Dün iç kaynaklı bir diğer önemli gelişme ise Hazine Müsteşarlığı'nin düzenlediği tahvil ihraçları idi. 5 yıl vadeli sabit kuponlu tahvil ile 10 yıl vadeli TÜFE'ye endeksli tahvillerin ihracı sonucu toplam piyasa borçlanması net 5.68 milyar TL oldu. Kamuya ise 0.65 milyar TL'lik bir satış yapıldı. Bu rakam beklentilerin oldukça üzerinde idi. Hazine Müsteşarlığı'nın faizleri yükseltmemek kaydıyla "borçlanabildiğin kadar yüksek borçlan" stratejisinin bir parçası olduğu kanaatindeyiz. Hazine ayın geri kalan kısmında 3 ayrı ihale daha yapacak. Ayın genelinde 9.6 milyar TL'lik bir piyasa borçlanması hedefleniyor. Görünen o ki bu ay da hedefin üzerine çıkılacak. Hazine'nin bu davranışı hem faizlerin düşmesini engellerken hem krediye gidebilecek parayı kendine yönlendiriyor (literatürdeki crowding out ya da Türkçesi ile dışlama etkisi). Ancak, bütçe dinamiklerindeki bozulma nedeniyle de başka bir çıkar yol olmadığı aşikâr. Kaldı ki mevcut konjönktürde de en doğrusu bu gibi... Şu an küresel risk iştahı olumlu olduğu için Hazine'nin bu davranışı ikincil piyasa faizleri üzerinde olumsuz bir etkide bulunmuyor. Ancak, yılın geneli itibariyle %140'ın üzerine çıkması beklenen iç borç döndürme oranında bu seviyelerin en son 2001 krizinde görüldüğünü söylemek herhalde riski anlatmaya yetecektir.
Bugün küresel mali piyasaların veri gündemi oldukça yoğun olacak.
İngiltere'de TSİ11.30'da açıklanacak olan istihdam raporu (özellikle de raporda yer alan ortalama gelirler) önemli olacak. Dünkü yüksek enflasyon rakamlarının ardından Pound'da yaşanan değerlenmenin akıbeti hakkında bugünkü verilerin belirleyici olacağını öngörüyoruz. TSİ09.00'da açıklanacak Almanya enflasyonu Euro'nun seyri açısından önemli...
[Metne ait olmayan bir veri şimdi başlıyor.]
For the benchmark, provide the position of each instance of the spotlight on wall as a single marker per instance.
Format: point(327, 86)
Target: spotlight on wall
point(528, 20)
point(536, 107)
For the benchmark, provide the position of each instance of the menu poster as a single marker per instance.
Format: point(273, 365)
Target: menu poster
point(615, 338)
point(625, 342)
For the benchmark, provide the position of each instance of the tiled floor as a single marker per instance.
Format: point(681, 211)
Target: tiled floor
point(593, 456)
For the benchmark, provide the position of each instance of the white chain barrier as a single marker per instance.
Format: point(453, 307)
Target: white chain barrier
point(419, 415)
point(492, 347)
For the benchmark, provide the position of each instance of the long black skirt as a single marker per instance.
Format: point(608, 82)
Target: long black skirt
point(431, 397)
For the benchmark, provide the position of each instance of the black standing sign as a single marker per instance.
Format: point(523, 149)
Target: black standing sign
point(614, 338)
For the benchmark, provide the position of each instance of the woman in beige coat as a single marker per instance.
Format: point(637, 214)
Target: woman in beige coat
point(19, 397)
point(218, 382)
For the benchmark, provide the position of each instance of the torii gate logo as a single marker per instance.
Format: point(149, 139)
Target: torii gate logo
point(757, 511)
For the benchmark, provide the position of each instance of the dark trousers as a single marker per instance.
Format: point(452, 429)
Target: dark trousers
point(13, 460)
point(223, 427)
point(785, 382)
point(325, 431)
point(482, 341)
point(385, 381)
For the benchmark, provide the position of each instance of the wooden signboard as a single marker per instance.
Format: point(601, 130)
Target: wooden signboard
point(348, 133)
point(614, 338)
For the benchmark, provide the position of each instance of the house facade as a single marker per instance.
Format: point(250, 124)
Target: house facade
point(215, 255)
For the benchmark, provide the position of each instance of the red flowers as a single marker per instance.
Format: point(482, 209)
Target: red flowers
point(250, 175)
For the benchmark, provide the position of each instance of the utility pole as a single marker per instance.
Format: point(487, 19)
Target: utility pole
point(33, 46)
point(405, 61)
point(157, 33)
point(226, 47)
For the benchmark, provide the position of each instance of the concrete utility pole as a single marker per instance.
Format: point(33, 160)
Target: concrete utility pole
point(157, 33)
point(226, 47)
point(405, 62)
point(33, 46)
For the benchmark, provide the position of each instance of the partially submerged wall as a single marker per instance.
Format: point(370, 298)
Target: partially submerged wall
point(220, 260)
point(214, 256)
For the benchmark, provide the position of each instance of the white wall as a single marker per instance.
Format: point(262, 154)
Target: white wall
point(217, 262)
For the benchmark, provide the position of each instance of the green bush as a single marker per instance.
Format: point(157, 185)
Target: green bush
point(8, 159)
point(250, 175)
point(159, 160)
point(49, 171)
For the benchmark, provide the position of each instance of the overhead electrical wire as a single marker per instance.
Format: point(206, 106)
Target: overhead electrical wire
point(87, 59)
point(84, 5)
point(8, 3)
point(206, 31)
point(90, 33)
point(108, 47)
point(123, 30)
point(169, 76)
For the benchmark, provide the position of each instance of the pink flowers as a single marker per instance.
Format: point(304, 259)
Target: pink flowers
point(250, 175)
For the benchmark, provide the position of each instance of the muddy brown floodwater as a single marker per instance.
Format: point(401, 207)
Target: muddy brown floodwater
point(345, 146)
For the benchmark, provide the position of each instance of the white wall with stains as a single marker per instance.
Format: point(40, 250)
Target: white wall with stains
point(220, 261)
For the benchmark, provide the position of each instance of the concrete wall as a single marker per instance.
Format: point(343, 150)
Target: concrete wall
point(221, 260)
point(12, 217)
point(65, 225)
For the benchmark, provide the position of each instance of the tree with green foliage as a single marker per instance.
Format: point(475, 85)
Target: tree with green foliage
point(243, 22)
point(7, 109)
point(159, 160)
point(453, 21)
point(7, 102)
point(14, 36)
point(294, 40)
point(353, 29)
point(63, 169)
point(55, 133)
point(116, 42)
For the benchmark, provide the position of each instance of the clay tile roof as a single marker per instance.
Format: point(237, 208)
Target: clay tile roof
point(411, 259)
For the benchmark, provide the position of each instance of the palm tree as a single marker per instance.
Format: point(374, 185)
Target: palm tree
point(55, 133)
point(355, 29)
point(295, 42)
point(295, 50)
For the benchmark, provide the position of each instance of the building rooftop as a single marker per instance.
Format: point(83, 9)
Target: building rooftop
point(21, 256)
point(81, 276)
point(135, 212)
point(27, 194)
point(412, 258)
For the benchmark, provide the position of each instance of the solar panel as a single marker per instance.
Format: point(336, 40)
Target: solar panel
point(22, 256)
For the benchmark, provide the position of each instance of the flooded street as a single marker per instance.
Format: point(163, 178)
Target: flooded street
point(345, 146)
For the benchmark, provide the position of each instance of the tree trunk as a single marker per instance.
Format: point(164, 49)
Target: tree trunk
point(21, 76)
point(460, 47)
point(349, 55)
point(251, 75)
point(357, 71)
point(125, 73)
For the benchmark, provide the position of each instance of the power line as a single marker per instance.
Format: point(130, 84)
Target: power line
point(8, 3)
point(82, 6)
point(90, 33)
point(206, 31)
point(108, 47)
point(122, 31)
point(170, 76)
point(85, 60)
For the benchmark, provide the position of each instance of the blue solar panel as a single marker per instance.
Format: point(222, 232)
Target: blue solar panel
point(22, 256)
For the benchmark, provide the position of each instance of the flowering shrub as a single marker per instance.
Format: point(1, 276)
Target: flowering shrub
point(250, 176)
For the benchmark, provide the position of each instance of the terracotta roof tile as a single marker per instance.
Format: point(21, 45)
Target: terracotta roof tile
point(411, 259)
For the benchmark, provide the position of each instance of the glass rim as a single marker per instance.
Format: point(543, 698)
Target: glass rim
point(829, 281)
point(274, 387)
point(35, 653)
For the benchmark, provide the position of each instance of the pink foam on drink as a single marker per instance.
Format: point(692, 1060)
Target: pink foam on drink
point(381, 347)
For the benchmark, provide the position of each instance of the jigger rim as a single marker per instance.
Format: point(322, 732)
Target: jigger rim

TSİ15.30'da ABD'den gelecek ÜFE enflasyonu ise yarınki kritik TÜFE enflasyonu öncesinde yakından takip edilecek. Bu verilerin genel itibariyle döviz piyasalarında volatilite yaratma ihtimali kuvvetli. TL tarafında ise dünkü teknik faktörün dünden bugüne çözüme kavuşması beklenmiyor. Yukarıda tasvir ettiğimiz ROM mekanizmasının yeniden ayarlanması haftaya Cuma günü... Ancak, bu hususun TL'de çok sert bir değer kaybı yaratma potansiyeli yok. TL'nin seyri açısından küresel risk iştahının çok daha önemli bir değişken olduğu net. Bu nedenle de ABD'de yarın açıklanacak olan TÜFE enflasyonu sonrasında FED'in Aralık ayında faiz artırma ihtimali TL'nin seyri açısından daha önemli bir değişken olacaktır.